Every time I went to the bathroom in the middle of the night, there she was. On the occasions I tried to steal a late-night cookie, I’d find her behind me, arms readied to perform the Heimlich in case of a Chips Ahoy! choking disaster.
I know, I know. It’s not normal, but the problem was it was pointless arguing with her. The more I tried, the harder she dug her heels in.
When it came to me, she worried about everything, about whether everything was safe.
Take Christmas, for example. The happiest time of year, peace on earth and all that. A time for families doing things together, like decorating the tree.
Not in our house.
I was five years old before I was allowed to hang a bauble on a branch.
Christmas trees were dangerous, you see. Pine needles were sharp, and all it took was one slip, one miscalculation and that was it—I could lose an eye.
I begged her so hard one year that she finally caved in, agreeing to let me help as long as I wore swimming goggles.
SWIMMING GOGGLES!
Can you imagine how I looked, goggled up in
my own living room, with the nearest swimming pool over five miles away?
It took a bit of the magic away, I promise you.
In the end I sat and watched Dad do it: a rare moment when he wasn’t frying rice in the kitchen. She never made him wear goggles, or even his glasses. No, her paranoia only stretched as far as me, her only child.
I tried to ask Dad why she was so overbearing, but I couldn’t drag anything out of him either.

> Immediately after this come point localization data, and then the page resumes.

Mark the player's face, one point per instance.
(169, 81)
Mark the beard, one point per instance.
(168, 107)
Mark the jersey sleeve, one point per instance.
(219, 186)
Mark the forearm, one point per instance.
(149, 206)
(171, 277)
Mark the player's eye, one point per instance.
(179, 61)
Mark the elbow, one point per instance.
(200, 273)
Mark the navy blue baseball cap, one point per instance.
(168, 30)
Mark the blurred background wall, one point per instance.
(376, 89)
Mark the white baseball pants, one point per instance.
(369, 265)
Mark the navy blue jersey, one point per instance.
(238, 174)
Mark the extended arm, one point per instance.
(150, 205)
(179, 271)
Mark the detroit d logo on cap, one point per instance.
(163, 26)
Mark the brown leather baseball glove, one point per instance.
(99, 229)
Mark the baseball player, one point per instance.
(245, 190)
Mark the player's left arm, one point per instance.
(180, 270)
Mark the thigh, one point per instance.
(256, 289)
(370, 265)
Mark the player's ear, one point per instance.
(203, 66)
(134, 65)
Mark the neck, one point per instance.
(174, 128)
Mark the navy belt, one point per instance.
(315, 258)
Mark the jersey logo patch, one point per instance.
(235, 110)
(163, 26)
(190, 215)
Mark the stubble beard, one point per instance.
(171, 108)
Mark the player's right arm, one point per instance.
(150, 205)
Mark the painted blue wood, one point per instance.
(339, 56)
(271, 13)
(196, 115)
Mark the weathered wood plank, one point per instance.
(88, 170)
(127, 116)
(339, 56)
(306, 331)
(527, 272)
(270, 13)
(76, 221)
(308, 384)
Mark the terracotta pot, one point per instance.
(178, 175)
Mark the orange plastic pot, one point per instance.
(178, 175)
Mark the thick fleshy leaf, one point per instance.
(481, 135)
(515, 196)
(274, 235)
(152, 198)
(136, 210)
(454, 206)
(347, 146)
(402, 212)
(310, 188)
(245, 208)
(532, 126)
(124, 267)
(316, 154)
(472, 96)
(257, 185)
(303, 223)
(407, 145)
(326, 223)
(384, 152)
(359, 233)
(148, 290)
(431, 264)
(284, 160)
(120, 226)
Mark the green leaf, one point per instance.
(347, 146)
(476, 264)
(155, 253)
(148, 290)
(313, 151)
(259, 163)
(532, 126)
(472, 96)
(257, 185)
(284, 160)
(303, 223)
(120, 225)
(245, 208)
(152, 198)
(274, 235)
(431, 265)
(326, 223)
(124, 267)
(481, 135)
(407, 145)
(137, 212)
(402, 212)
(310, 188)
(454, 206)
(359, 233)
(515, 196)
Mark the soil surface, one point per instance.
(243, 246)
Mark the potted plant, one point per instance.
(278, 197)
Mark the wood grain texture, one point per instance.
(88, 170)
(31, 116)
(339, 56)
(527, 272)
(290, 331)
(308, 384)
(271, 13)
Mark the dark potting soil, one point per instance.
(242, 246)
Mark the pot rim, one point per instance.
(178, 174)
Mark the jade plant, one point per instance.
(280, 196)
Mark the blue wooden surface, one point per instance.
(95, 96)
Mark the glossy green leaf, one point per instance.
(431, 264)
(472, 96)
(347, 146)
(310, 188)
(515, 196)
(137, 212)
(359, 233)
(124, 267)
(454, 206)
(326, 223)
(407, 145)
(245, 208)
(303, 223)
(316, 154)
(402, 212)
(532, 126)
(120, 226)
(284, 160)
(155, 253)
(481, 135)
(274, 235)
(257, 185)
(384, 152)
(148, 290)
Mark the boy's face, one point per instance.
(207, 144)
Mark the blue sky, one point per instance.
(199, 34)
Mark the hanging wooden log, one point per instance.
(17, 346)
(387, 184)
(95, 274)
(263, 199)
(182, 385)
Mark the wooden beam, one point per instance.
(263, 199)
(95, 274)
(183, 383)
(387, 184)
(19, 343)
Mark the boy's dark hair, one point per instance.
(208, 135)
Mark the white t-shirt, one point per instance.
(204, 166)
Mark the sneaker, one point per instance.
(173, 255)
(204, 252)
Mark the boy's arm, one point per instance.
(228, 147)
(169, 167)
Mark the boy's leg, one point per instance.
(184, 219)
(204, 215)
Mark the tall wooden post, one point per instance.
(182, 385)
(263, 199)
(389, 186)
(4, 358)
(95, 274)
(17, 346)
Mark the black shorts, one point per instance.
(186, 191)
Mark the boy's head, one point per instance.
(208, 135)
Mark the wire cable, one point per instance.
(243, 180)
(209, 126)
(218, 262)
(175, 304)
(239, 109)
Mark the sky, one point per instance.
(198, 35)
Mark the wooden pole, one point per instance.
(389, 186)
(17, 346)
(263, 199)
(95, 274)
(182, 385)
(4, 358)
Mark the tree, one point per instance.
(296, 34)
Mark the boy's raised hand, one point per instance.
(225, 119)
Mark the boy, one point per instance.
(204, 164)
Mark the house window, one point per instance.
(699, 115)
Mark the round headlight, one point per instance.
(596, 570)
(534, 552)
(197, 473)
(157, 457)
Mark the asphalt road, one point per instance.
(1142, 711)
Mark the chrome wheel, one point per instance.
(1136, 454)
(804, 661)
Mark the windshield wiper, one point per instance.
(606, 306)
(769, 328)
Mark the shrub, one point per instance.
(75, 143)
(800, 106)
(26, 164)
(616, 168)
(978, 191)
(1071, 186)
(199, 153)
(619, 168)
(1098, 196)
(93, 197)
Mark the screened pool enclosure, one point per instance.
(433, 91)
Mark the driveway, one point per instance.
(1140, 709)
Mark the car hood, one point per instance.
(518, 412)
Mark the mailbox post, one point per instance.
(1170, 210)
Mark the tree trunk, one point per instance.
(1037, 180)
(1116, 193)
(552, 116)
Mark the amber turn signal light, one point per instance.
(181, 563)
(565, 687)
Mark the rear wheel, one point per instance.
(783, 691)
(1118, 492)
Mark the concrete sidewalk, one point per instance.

Better with a wok than he is with words, Mom always said about him, and I suppose she was right. It wasn’t like he didn’t understand. He and Granddad had arrived in England from China when he was twelve, so he could speak English. He just chose not to, or to pretend not to understand. He could stay out of things that way. Out of Mom’s warpath, let her do the talking for them both.
“Can’t you have a word with her?” I’d begged him.
He flashed me a look that said, Really? Have you met her?
“But if anyone can change her mind, it’s you, Dad.”
“It’s not that bad, is it?”
“Not that bad? She won’t let me do anything. Or go anywhere.”
“Stop exaggerating.”
“What? Exaggerating? Dad, I wasn’t allowed to go to a fireworks display until I was eleven because it was perilous. I had to twist her arm to even let me watch them through the double-pane windows. I mean, what would she have said if I’d asked for a sparkler?”
“She’s your mom.”
Man, I hated it when he said that. It was his stock answer. It said everything and nothing at the same time. It was the equivalent of Shut up and get on with it. Nothing’s going to change.
“And that’s it, is it? That’s the gem of wisdom you can offer me?”
He shrugged sadly and patted me on my arm, his hands rough and calloused from years spent holding a steaming hot wok.
“I’ve got stuff to chop,” he added, pointing to the safety of his kitchen.
“Don’t let me come between you and your sweet and sour balls.” I sighed and headed back up the stairs, kicking the stair gate as I reached the top.